Freihandelsabkommen TPP:Spielregeln, die China verführen könnten

Barack Obama, Xi Jinping

US-Präsident Barack Obama (rechts) bei einem Staatsbesuch in China mit dem chinesischen Staatspräsidenten Xi Jinping.

(Foto: AP)

US-Präsident Obama will ein Freihandelsabkommen mit elf Pazifik-Anrainern schließen. Das könnte auch die Chinesen interessieren - und dadurch nicht nur in der Region für Frieden sorgen.

Kommentar von Stefan Kornelius

Freihandel wird ja - nicht nur in Europa - gerne reduziert auf Hühnchen oder Auto-Blinklichter. Hühnchen und Blinklichter sind wichtig, zweifellos. Aber Freihandel hat auch eine zutiefst politische Seite, was niemand besser wissen müsste als die Bürger der Europäischen Union, die in einer gewaltigen Freihandelszone leben und jeden Tag die politische Wirkkraft dieser Gemeinschaft spüren.

Unter den Pazifik-Anrainern bestehen nicht minder wichtige Bindungen von enormer strategischer Bedeutung. Die nationale Rivalität vor allem zwischen China und seinen unmittelbaren Nachbarn, aber auch und vor allem mit den USA wird in den nächsten Jahrzehnten über Frieden und Wohlstand auf der Welt entscheiden wie keine zweite geopolitische Konstellation.

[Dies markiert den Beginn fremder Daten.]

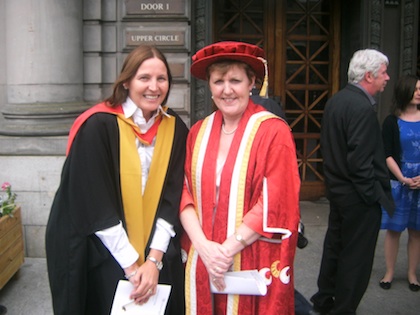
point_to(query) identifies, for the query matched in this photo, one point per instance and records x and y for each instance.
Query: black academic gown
(83, 274)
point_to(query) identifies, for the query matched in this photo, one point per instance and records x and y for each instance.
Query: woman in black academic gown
(115, 214)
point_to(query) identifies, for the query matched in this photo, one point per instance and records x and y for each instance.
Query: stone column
(44, 67)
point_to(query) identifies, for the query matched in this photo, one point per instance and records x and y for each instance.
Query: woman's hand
(217, 261)
(412, 183)
(145, 281)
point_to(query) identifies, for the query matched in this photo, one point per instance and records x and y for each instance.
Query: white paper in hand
(247, 282)
(155, 306)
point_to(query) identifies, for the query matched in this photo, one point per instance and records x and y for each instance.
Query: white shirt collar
(130, 109)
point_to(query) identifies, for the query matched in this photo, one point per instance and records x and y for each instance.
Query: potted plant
(11, 236)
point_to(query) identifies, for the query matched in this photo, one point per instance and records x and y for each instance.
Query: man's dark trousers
(349, 250)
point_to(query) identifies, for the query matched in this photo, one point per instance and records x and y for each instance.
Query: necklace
(228, 132)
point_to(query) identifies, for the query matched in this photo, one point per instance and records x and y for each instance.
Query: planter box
(11, 246)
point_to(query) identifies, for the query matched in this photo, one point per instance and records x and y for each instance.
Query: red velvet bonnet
(237, 51)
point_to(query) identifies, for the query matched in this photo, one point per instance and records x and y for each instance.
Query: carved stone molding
(408, 37)
(376, 24)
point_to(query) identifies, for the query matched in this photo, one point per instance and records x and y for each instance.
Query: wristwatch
(159, 264)
(240, 239)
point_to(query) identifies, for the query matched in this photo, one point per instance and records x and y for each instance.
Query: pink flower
(5, 186)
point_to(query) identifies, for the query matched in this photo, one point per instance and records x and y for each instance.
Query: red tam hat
(238, 51)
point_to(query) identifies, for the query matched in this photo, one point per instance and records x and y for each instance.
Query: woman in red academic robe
(240, 204)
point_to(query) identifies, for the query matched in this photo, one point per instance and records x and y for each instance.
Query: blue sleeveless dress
(407, 201)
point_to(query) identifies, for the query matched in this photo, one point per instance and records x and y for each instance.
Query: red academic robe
(260, 185)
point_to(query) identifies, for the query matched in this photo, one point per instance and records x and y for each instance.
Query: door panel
(301, 40)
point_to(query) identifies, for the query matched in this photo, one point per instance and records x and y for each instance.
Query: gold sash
(140, 211)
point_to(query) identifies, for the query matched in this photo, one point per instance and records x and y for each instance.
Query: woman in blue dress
(401, 136)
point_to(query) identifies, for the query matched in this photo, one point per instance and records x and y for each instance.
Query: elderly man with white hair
(357, 183)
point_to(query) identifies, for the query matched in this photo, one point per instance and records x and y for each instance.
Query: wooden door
(301, 41)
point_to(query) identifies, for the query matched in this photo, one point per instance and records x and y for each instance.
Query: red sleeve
(186, 198)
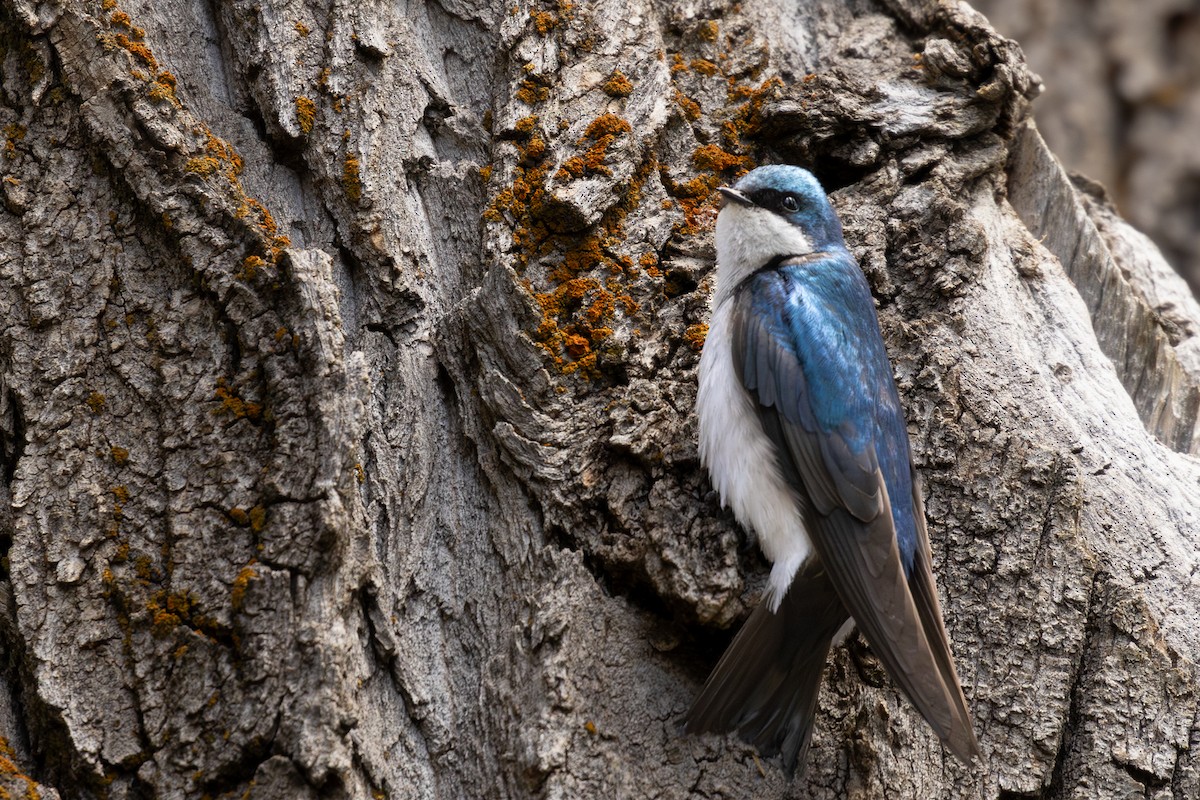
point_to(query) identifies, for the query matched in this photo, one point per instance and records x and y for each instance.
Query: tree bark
(347, 383)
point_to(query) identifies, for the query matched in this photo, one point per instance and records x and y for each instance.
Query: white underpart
(741, 459)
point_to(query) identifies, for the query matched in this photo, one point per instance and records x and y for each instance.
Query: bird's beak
(733, 196)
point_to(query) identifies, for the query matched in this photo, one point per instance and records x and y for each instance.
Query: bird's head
(772, 211)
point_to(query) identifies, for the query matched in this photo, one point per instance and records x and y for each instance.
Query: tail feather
(766, 685)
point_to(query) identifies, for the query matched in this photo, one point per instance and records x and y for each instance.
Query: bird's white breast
(742, 461)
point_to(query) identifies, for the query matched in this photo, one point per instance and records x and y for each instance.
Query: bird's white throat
(749, 236)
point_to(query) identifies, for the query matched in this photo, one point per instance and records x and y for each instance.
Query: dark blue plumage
(821, 311)
(803, 434)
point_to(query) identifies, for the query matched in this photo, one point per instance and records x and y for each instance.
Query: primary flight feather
(803, 435)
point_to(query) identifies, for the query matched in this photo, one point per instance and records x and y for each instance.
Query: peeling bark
(347, 385)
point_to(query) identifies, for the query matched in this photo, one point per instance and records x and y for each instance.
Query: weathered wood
(347, 383)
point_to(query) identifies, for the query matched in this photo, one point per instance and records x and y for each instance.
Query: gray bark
(346, 391)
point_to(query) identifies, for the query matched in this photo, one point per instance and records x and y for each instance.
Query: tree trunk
(347, 383)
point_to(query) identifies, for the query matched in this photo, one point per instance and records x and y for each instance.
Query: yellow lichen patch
(245, 576)
(306, 113)
(543, 20)
(352, 180)
(12, 134)
(618, 85)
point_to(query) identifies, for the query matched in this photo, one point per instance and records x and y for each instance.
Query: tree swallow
(803, 434)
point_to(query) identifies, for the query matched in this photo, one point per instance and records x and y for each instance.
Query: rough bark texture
(1122, 104)
(346, 391)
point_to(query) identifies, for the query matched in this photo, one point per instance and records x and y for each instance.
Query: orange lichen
(306, 113)
(234, 405)
(532, 91)
(12, 134)
(618, 85)
(689, 107)
(257, 518)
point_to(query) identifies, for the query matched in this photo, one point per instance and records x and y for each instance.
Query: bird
(804, 438)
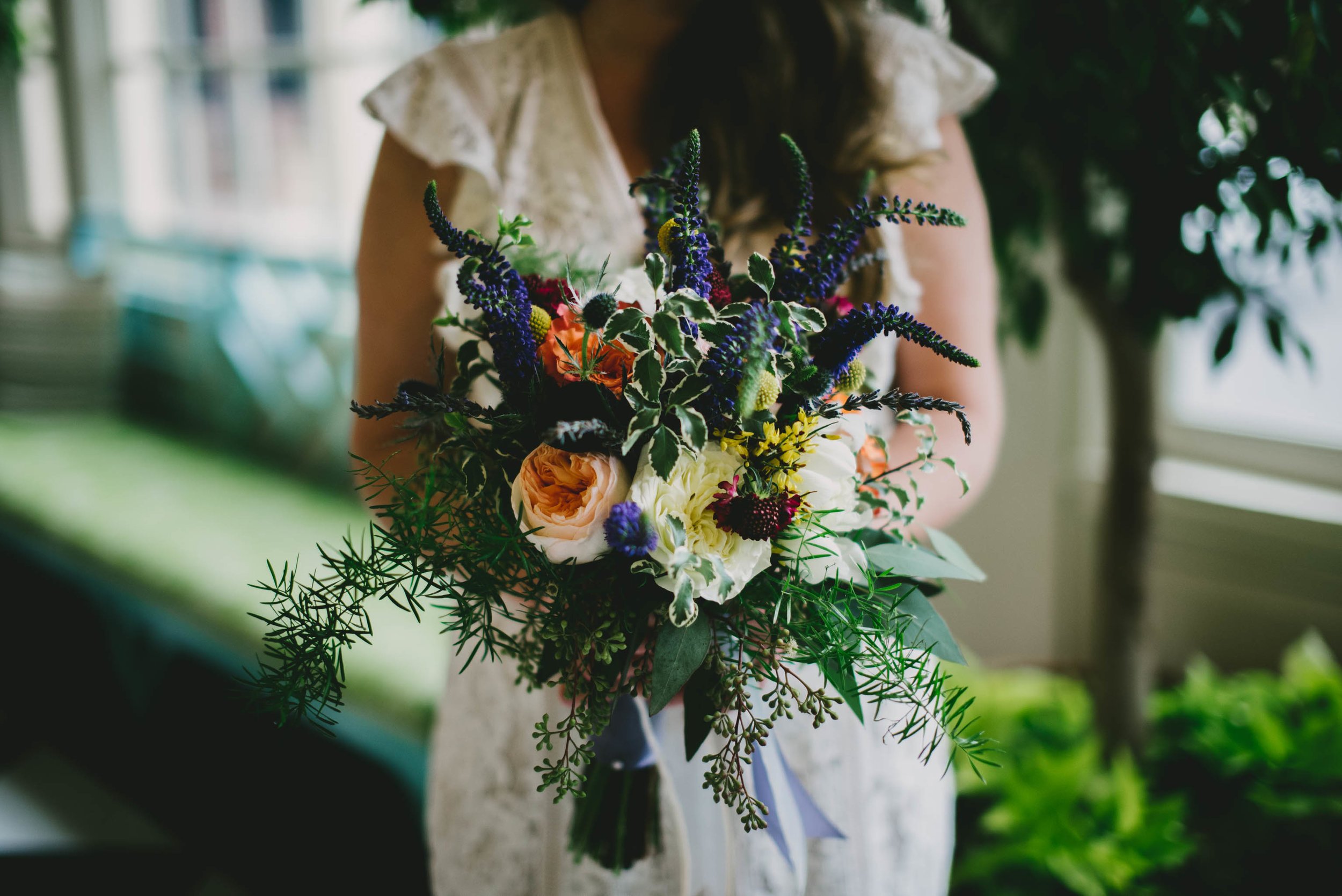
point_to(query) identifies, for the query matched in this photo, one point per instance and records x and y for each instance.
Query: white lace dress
(517, 113)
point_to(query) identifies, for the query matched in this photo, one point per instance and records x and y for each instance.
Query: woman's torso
(520, 117)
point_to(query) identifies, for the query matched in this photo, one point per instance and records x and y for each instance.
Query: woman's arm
(960, 301)
(398, 298)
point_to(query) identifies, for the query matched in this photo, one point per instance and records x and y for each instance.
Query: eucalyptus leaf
(951, 550)
(698, 710)
(761, 273)
(928, 631)
(680, 654)
(910, 561)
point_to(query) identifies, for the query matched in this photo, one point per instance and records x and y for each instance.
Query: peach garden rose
(568, 496)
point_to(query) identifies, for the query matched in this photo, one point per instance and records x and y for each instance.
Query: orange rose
(567, 497)
(561, 353)
(871, 458)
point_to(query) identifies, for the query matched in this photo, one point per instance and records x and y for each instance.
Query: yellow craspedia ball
(852, 378)
(665, 236)
(769, 389)
(540, 322)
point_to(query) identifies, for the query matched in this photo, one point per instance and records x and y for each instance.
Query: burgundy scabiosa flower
(753, 517)
(720, 294)
(546, 293)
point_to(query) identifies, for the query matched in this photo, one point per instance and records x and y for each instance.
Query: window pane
(1254, 392)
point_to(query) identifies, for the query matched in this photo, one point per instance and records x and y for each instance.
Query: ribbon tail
(814, 821)
(784, 819)
(793, 814)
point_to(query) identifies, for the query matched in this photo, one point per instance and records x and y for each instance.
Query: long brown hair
(744, 71)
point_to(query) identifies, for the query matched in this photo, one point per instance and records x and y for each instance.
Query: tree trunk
(1124, 667)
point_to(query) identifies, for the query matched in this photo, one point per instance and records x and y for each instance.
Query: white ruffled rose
(688, 497)
(828, 482)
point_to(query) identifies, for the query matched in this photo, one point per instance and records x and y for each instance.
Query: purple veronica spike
(494, 289)
(690, 266)
(629, 531)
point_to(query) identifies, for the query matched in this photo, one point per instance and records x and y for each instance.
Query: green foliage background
(1239, 793)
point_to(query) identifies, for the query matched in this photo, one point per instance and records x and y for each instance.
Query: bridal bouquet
(675, 496)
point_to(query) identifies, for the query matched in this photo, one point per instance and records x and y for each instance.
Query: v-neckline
(614, 163)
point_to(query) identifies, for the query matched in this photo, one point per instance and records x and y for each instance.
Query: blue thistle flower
(492, 286)
(629, 531)
(734, 367)
(690, 265)
(841, 343)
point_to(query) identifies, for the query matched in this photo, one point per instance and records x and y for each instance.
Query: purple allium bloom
(629, 531)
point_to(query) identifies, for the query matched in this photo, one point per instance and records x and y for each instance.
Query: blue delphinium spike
(629, 531)
(841, 343)
(689, 239)
(659, 194)
(737, 360)
(826, 266)
(493, 287)
(791, 244)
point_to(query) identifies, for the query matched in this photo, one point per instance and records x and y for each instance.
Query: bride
(552, 120)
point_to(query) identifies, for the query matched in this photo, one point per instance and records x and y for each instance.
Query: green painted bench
(188, 530)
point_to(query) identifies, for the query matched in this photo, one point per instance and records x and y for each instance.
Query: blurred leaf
(1274, 333)
(929, 631)
(680, 652)
(1226, 341)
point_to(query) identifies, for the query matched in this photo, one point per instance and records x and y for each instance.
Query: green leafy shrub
(1056, 817)
(1258, 758)
(1241, 790)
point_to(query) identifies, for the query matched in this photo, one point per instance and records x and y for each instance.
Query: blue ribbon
(623, 744)
(792, 813)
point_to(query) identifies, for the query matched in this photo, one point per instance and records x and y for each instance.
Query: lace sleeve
(924, 78)
(439, 106)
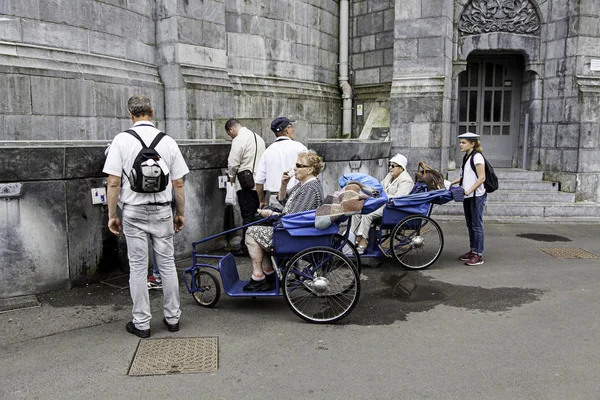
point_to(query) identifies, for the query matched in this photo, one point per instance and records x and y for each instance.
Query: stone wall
(372, 60)
(53, 236)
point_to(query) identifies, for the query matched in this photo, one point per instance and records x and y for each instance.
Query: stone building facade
(515, 71)
(525, 74)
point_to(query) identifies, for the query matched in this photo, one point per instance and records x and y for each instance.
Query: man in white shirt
(147, 215)
(246, 151)
(278, 158)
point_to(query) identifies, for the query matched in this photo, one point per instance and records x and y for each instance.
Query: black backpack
(491, 180)
(146, 174)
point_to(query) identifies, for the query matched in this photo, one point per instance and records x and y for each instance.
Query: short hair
(139, 105)
(231, 123)
(313, 160)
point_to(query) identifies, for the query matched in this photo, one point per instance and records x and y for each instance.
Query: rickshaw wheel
(211, 291)
(416, 242)
(348, 249)
(321, 285)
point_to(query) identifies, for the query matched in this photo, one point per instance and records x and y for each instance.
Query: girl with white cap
(475, 195)
(397, 183)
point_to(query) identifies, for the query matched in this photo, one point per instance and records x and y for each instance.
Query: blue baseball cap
(280, 123)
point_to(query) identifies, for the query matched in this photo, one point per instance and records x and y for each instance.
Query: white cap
(468, 135)
(400, 160)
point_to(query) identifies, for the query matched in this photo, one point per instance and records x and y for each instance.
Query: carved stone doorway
(489, 98)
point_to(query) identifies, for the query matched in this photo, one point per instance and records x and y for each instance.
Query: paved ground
(525, 325)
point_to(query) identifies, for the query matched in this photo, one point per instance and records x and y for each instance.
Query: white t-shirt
(279, 157)
(122, 153)
(469, 176)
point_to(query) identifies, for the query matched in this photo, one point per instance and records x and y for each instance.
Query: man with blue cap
(278, 158)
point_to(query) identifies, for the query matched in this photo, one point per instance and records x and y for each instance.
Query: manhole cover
(567, 252)
(120, 282)
(175, 356)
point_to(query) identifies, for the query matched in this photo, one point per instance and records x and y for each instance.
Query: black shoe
(257, 286)
(271, 279)
(130, 327)
(171, 327)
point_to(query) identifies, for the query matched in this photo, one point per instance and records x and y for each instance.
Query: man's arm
(179, 220)
(113, 189)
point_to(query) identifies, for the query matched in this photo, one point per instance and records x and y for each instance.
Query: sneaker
(154, 283)
(142, 333)
(257, 286)
(171, 327)
(466, 256)
(475, 260)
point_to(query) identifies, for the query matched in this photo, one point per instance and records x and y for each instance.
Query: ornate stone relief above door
(512, 16)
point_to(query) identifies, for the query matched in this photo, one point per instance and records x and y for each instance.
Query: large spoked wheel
(210, 291)
(321, 285)
(348, 249)
(416, 242)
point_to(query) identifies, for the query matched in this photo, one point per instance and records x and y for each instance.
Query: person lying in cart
(397, 183)
(306, 195)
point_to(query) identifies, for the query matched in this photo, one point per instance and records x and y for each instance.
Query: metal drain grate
(18, 303)
(567, 252)
(175, 356)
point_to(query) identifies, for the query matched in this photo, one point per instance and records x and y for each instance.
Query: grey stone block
(15, 94)
(405, 48)
(37, 258)
(367, 43)
(367, 76)
(10, 29)
(373, 58)
(421, 28)
(369, 24)
(388, 20)
(23, 164)
(54, 35)
(384, 40)
(548, 135)
(20, 8)
(567, 135)
(107, 44)
(31, 127)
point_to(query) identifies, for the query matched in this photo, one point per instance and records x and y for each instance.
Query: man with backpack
(145, 170)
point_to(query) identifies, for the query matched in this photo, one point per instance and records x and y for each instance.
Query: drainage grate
(18, 303)
(567, 252)
(120, 282)
(175, 356)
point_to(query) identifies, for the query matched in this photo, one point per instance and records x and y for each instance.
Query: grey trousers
(155, 223)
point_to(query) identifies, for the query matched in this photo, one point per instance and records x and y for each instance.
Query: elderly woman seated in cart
(306, 195)
(397, 183)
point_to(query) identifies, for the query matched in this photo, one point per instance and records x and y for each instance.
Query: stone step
(518, 209)
(509, 174)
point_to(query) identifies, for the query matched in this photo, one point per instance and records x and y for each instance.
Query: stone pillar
(421, 88)
(191, 44)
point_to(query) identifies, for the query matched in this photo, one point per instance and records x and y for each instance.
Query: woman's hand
(285, 178)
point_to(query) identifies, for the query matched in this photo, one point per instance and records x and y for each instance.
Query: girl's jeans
(474, 216)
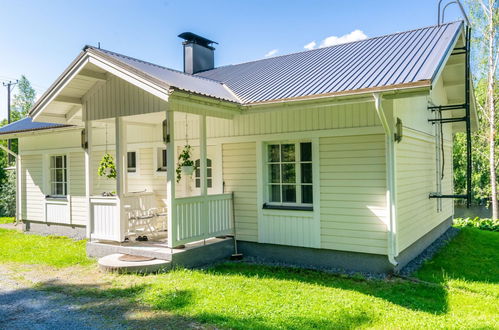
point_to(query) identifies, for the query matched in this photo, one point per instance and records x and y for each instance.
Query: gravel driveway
(22, 307)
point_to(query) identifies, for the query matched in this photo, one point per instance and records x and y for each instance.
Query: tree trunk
(492, 111)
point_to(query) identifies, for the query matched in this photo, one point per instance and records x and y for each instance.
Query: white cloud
(272, 53)
(352, 36)
(310, 45)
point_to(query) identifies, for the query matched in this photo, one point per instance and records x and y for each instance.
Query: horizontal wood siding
(239, 173)
(299, 120)
(32, 188)
(416, 178)
(353, 193)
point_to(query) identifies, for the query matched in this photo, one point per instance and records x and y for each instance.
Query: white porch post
(170, 179)
(88, 175)
(120, 131)
(18, 188)
(203, 155)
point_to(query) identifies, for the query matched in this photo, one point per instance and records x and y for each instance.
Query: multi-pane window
(161, 160)
(209, 171)
(289, 168)
(58, 175)
(131, 161)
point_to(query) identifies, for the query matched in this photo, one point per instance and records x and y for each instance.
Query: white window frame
(49, 176)
(196, 177)
(266, 184)
(136, 172)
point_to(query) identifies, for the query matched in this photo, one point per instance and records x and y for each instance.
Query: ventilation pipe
(390, 178)
(198, 53)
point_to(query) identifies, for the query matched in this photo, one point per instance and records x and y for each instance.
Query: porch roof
(26, 125)
(400, 61)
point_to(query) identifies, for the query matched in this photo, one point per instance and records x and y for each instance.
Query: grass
(53, 251)
(461, 291)
(4, 220)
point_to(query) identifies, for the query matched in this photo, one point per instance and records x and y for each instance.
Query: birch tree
(485, 19)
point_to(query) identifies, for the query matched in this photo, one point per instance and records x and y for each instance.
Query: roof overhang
(62, 102)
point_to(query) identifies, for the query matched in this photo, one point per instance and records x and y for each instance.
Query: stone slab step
(112, 263)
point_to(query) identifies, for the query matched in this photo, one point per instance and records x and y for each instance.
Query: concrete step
(98, 249)
(112, 263)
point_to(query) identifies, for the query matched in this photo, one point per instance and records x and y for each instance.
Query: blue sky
(40, 38)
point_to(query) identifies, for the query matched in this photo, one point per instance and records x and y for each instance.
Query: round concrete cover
(130, 258)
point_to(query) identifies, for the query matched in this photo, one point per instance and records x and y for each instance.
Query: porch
(150, 194)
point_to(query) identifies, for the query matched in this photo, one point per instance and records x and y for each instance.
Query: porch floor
(158, 248)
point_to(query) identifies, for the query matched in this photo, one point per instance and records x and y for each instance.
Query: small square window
(131, 161)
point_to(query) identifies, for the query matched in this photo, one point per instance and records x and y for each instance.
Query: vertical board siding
(32, 188)
(239, 174)
(118, 97)
(416, 213)
(295, 228)
(79, 211)
(353, 193)
(282, 121)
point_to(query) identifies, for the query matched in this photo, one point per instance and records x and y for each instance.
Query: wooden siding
(299, 120)
(118, 97)
(32, 187)
(353, 193)
(416, 178)
(239, 173)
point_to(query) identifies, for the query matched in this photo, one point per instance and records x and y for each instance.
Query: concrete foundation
(43, 228)
(421, 244)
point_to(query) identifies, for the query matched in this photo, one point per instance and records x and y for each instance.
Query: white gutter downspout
(18, 181)
(390, 179)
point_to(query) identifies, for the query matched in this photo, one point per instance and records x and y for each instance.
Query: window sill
(56, 198)
(287, 207)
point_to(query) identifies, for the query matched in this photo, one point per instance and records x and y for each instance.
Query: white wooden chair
(145, 217)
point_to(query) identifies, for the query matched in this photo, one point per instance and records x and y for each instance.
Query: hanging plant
(185, 164)
(107, 167)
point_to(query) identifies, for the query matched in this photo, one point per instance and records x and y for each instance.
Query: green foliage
(184, 159)
(479, 223)
(8, 195)
(481, 188)
(23, 100)
(41, 250)
(4, 220)
(107, 167)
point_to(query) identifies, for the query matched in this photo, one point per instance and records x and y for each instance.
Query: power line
(10, 86)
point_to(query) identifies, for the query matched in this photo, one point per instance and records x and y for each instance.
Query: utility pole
(10, 86)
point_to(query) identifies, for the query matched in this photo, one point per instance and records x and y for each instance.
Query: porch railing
(202, 217)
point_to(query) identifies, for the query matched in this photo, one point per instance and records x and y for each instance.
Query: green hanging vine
(107, 167)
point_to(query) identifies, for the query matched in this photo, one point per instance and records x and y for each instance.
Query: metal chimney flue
(198, 53)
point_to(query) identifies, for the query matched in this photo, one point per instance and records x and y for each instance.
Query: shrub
(480, 223)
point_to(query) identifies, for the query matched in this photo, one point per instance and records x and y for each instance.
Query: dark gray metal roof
(395, 59)
(175, 78)
(27, 124)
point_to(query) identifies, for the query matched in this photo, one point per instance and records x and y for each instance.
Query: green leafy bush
(480, 223)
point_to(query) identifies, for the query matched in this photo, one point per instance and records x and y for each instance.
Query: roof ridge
(328, 47)
(150, 63)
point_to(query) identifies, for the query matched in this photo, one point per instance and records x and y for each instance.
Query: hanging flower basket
(107, 168)
(188, 170)
(185, 165)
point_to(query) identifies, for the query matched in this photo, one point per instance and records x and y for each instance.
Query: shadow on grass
(86, 306)
(414, 296)
(471, 256)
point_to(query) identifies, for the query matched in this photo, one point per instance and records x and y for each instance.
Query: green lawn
(463, 293)
(4, 220)
(41, 250)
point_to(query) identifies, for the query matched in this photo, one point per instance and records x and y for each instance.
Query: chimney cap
(192, 37)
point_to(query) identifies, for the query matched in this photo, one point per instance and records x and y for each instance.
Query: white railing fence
(200, 217)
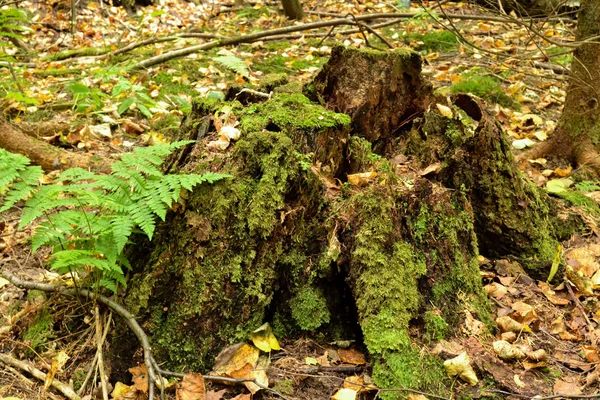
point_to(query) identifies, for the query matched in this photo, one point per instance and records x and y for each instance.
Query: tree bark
(293, 9)
(580, 120)
(290, 240)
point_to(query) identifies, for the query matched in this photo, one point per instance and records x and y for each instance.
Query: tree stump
(390, 259)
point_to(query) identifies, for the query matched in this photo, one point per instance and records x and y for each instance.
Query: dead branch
(43, 154)
(65, 389)
(118, 309)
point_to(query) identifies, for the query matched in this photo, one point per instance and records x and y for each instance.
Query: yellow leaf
(264, 339)
(120, 390)
(461, 366)
(361, 179)
(445, 111)
(344, 394)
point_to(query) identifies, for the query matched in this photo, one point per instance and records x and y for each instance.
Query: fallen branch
(65, 389)
(118, 309)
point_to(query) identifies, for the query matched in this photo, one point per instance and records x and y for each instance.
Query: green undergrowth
(484, 86)
(235, 242)
(39, 332)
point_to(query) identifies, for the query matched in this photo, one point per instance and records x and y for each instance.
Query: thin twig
(114, 306)
(99, 344)
(65, 389)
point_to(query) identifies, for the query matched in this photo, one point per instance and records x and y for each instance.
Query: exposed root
(65, 389)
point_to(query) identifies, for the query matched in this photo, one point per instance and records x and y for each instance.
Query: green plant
(10, 27)
(88, 218)
(484, 86)
(86, 99)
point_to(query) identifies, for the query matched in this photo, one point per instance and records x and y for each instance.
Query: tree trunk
(389, 260)
(293, 9)
(578, 130)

Deswegen ist ein Freihandelsabkommen für die Region auch eine politische Klammer, ein Disziplinierungswerk, das zu Kompromissen zwingt und zum Abgleich von Interessen, die man auch gegeneinander hätte ausspielen können.

Ein Freihandelsabkommen im Pazifik kann zur Entspannung mit China beitragen

Wenn Barack Obama nun mit Hilfe der Republikaner ein Mandat zum Abschluss des TPP-Abkommens mit elf anderen Nationen erhält, dann löst er ein Versprechen ein, das er zu Beginn seiner Amtszeit abgegeben hat: Die USA wenden sich dem Pazifik zu. Nie zuvor hat Amerika ein so großes Freihandelsabkommen geschlossen, das nebenbei seiner Agrarindustrie enorm hilft und seine Autoindustrie unter Druck setzt - wenn auch mit Schonfrist.

Obamas pazifischer Blick prüft auch immer Stärke und Einfluss der Aufsteigermacht China, das explizit nicht Teil von TPP ist. Es muss kein Naturgesetz der Weltpolitik sein, dass Großmächte stets rivalisieren und sich gar militärisch einhegen. China und die USA haben sich noch nicht auf ihren Umgang miteinander festgelegt. Ein Freihandelsabkommen kann da eher zur Entspannung beitragen. Beide Länder tun sich den weit größeren Dienst, wenn sie ein regelgebundenes Handelsgeflecht über den Pazifik hinweg legen, anstatt Flugzeugträger um Inselgruppen kreuzen lassen.

Selbst Menschenrechtsfragen und Arbeitsstandards sollen geregelt werden

Wird TPP unterschrieben, dann ist der Wettbewerb der unterschiedlichen Freihandelsmodelle in Ostasien entschieden. Es wird keinen besseren und stärkeren Verbund geben. Das bedeutet aber auch: Technische Standards und politische Regeln aus TPP haben einen Norm-Charakter. Geplant ist, dass selbst Menschenrechtsfragen, Arbeitsstandards, Daten-Transparenz und Fragen des geistigen Eigentums geregelt werden. China muss sich dann entscheiden, ob es diese Regeln akzeptiert und einen ungeheuren Marktzugang erwirbt - oder ob es die Auflagen, gerade beim Thema Währungsmanipulation, als zu erdrückend empfindet.

Freihandelsabkommen sind die zwingende Antwort auf eine unkontrollierte und maßlose Globalisierung. Allerdings lösen sie die Probleme nicht, wenn sie schlecht verhandelt sind oder gar die Maßlosigkeit in Vertragsform gießen. TPP als pazifische Schwester von TTIP hat auch Schwächen und viele Gegner. Aber die Verhandlungsgeschichte zeigt, dass viele Schmerzen geheilt werden konnten und die politisch überwölbende Bedeutung der Abmachung immer auch ein Antrieb für den Kompromiss sein kann.

Europas TTIP ist davon noch weit entfernt. Die schweren handwerklichen Fehler zu Beginn der transatlantischen Gespräche haben Zeit und politisches Kapital gefressen. Zwar dreht sich gerade das Klima, aber in Washington bleibt nur noch wenig Zeit und politischer Wille, um vor den Wahlen zu einem Abschluss zu kommen. Der letzte Wettlauf um den Freihandel hat nun begonnen.